9 responses to “Help me write idiomatically correct Python”

  1. Lionel Barret
    September 30, 2008 at 1:10 am |

    mmm…. you should use the iteration protocol: the index stuff :

    
    nx, ny = len(xs), len(ys)
    ix, iy = 0, 0
    while ix < nx and iy < ny:
    
    

    seems strange to me.

    beside, i dont’ see how it is different than:

    
    while x, y in zip(xs, ys)
    
    

    more, using relevant datastructure would be more natural:

    
    xs = set(xs)
    ys = set(ys)
    in_both = xs.intersection(ys)
    
    

    you should also look into itertools, so you can process xs and ys:

    
    max_len = max(len(xs), len(ys))
    x_repeat_none = max_len - len(xs)
    y_repeat_none = max_len - len(ys)
    new_xs = chaine(xs, repeat(None, x_repeat_none)
    new_ys = chaine(ys, repeat(None, y_repeat_none)
    while x, y in new_xs, new_ys:
        yield x, y
    
    
  2. i0
    i0
    September 30, 2008 at 2:34 am |

    I’m sorry, but I find both Haskell and Python examples confusing. Can you perhaps add a test case?

  3. i0
    i0
    September 30, 2008 at 3:21 am |

    Still fugly, but thats what you get for doing nested code as flat: http://paste.org/index.php?id=3918 ;-)

  4. Corey Porter
    September 30, 2008 at 9:52 am |

    @i0

    Here’s a test case:

    import unittest
    
    class TestCmpseq(unittest.TestCase):
        def testOddsAndEvens(self):
            expected = [ (1, None),
                         (2, 2),
                         (3, None),
                         (4, 4),
                         (5, None),
                         (None, 6),
                         (None, 8),
                         (None, 10) ]
    
            resultant = list(cmpseq(cmp, [1,2,3,4,5], [2,4,6,8,10]))
            self.assertEquals(expected, resultant)
    

    @Lionel

    First off, yes, the indexing stuff is crazy ugly. I don’t like it one bit. Also, doing the same with sets would express the problem much more cleanly, and it’s probably the way I’ll end up going with this, as I wouldn’t dare ask somebody (even myself!) to maintain the above code. However, it takes the problem’s time complexity to log from linear and it requires linear additional space (as opposed to constant).

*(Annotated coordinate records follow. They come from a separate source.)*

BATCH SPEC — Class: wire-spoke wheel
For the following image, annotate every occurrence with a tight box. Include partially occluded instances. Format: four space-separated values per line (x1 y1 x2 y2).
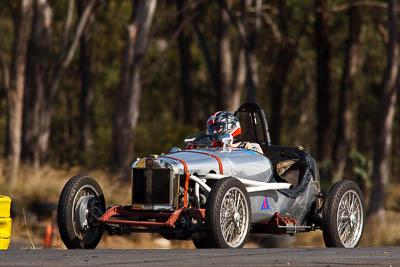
323 180 365 248
58 175 105 249
206 177 251 248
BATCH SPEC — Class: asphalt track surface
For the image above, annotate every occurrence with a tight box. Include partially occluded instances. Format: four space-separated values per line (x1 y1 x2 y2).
0 247 400 266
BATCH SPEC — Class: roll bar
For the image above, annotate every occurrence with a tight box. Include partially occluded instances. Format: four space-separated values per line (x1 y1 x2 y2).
234 102 271 147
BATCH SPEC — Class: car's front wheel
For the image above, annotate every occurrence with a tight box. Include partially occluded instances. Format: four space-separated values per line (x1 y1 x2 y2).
322 180 365 248
57 175 105 249
206 177 251 248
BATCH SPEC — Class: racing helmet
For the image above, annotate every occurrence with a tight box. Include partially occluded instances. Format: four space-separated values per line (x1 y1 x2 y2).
207 111 242 141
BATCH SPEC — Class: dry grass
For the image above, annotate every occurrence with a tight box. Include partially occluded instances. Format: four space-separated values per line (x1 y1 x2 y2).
0 159 400 249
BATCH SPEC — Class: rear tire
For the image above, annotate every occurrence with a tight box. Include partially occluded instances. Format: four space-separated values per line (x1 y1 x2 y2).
322 180 365 248
206 177 251 248
57 175 105 249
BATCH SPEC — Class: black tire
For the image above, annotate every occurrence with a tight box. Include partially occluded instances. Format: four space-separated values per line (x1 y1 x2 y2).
57 175 105 249
322 180 365 248
206 177 251 248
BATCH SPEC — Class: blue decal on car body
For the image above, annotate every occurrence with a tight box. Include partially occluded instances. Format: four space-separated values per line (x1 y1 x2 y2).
261 197 269 210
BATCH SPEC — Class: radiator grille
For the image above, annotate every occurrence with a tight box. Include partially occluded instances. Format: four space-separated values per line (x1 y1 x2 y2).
132 168 174 205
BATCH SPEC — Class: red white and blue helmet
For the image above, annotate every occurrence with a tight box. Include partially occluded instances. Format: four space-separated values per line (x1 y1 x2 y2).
207 111 242 141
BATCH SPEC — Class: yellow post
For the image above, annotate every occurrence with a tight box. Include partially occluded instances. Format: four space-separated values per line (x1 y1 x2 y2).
0 195 12 249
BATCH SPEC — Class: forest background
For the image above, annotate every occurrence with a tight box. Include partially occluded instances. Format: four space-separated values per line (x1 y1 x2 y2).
0 0 400 248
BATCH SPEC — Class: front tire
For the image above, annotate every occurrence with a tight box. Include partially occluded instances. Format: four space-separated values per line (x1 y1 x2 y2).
206 177 251 248
322 180 365 248
57 175 105 249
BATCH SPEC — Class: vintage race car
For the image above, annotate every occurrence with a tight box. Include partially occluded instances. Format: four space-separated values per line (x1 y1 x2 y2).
58 102 365 249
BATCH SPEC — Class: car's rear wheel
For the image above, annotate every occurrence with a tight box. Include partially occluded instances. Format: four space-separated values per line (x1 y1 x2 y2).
322 180 365 248
206 177 251 248
57 175 105 249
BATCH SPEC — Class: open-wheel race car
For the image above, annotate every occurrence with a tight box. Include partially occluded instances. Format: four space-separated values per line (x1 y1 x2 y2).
58 102 365 249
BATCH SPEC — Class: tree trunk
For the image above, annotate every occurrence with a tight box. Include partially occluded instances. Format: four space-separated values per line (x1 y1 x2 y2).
22 1 52 168
7 0 32 188
78 1 94 156
368 0 400 222
332 0 361 181
216 0 233 112
0 53 10 156
242 0 260 102
23 0 96 166
315 0 332 161
269 0 294 144
177 0 194 124
112 0 157 172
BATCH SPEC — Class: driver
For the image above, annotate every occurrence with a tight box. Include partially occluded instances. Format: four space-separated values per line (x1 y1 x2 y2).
207 111 263 154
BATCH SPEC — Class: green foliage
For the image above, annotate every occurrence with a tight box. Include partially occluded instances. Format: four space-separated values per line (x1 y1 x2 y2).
348 149 373 192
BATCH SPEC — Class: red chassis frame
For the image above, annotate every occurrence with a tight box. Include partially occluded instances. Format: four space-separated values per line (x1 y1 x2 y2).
97 206 206 228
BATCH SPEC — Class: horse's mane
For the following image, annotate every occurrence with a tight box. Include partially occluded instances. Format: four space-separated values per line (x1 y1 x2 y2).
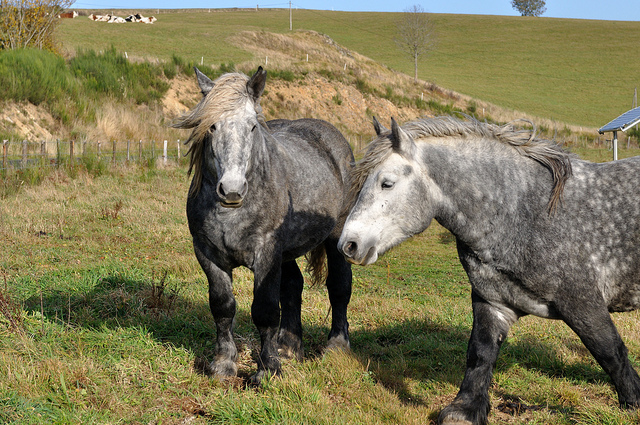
171 72 266 196
351 117 572 214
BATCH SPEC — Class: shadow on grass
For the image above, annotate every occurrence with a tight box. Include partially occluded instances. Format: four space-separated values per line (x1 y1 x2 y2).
24 275 609 408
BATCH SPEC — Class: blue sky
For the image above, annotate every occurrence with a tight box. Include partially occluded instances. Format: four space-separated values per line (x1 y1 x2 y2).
73 0 640 21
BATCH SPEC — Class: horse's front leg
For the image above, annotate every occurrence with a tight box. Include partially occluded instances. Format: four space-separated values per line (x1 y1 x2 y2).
325 238 352 350
251 258 282 384
278 260 304 361
193 240 238 379
438 291 517 425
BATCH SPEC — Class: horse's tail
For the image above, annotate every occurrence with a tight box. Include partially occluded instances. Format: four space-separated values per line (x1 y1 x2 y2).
305 244 327 286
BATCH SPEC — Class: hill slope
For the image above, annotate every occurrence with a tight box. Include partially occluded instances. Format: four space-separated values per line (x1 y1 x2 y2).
60 9 640 127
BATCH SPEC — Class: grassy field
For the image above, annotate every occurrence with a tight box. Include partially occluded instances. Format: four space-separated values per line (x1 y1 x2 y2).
60 9 640 128
0 149 640 425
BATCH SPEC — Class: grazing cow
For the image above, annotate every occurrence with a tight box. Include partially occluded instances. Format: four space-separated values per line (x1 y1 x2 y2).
140 16 157 24
107 16 127 24
58 10 78 19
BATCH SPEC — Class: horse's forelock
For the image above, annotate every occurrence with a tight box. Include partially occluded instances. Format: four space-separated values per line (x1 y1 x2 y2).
172 72 266 196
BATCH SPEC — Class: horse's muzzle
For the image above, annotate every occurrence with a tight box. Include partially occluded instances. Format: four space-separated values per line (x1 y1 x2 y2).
220 199 242 208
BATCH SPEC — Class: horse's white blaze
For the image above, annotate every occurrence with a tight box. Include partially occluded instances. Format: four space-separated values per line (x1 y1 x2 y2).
338 153 431 265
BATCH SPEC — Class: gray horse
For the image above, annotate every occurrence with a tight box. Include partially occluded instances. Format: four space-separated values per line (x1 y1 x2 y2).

    I’d love to use something like zip, except I need to not advance one of the iterators under certain circumstances. I could write a custom version that did something with the argument supplied to next(), but that would make constructs like “for x,y in zip(…)” impossible.

    I gave a go of doing the same thing with iterators rather than indexing. The problem I run in do is knowing after StopIteration is thrown which iterator ran out. I ended up having to play all sorts of games with setting values to None before I get the next value, etc. Here’s where I’m at now:

    def cmpseq(f, xs, ys):
        xs, ys = iter(xs), iter(ys)
        try:
            x, y = None, None
            x = xs.next()
            y = ys.next()
            while True:
                c = f(x, y)
                if -1 == c:
                    yield (x, None)
                    x = None
                    x = xs.next()
                elif 1 == c:
                    yield (None, y)
                    y = None
                    y = ys.next()
                else:
                    yield (x, y)
                    x, y = None, None
                    x = xs.next()
                    y = ys.next()
        except StopIteration, s:
            pass
    
        if x is not None: yield (x, None)
        if y is not None: yield (None, y)
    
        for x in xs: yield (x, None)
        for y in ys: yield (None, y)
    

    Which seems a little cleaner in that I’m not manually keeping track of array indexes, but it’s still a far cry from the Haskell version. Perhaps the moral of the story is to not try to cram language constructs and algorithms that make sense in on context in to other systems where they don’t. Oh well? (Mercifully, the log time/linear space solution will be just fine for the data I’m currently working with.)

  5. David Goodger
    October 1, 2008 at 10:55 am |

    You can do it with a single list comprehension. This requires Python 2.5 for the conditional expressions:

    def cmpseq(s1, s2): return [((item if item in s1 else None), (item if item in s2 else None)) for item in sorted(set(s1 + s2))]

    import pprint

    seq1 = [1,2,3,4,5] seq2 = [2,4,6,8,10]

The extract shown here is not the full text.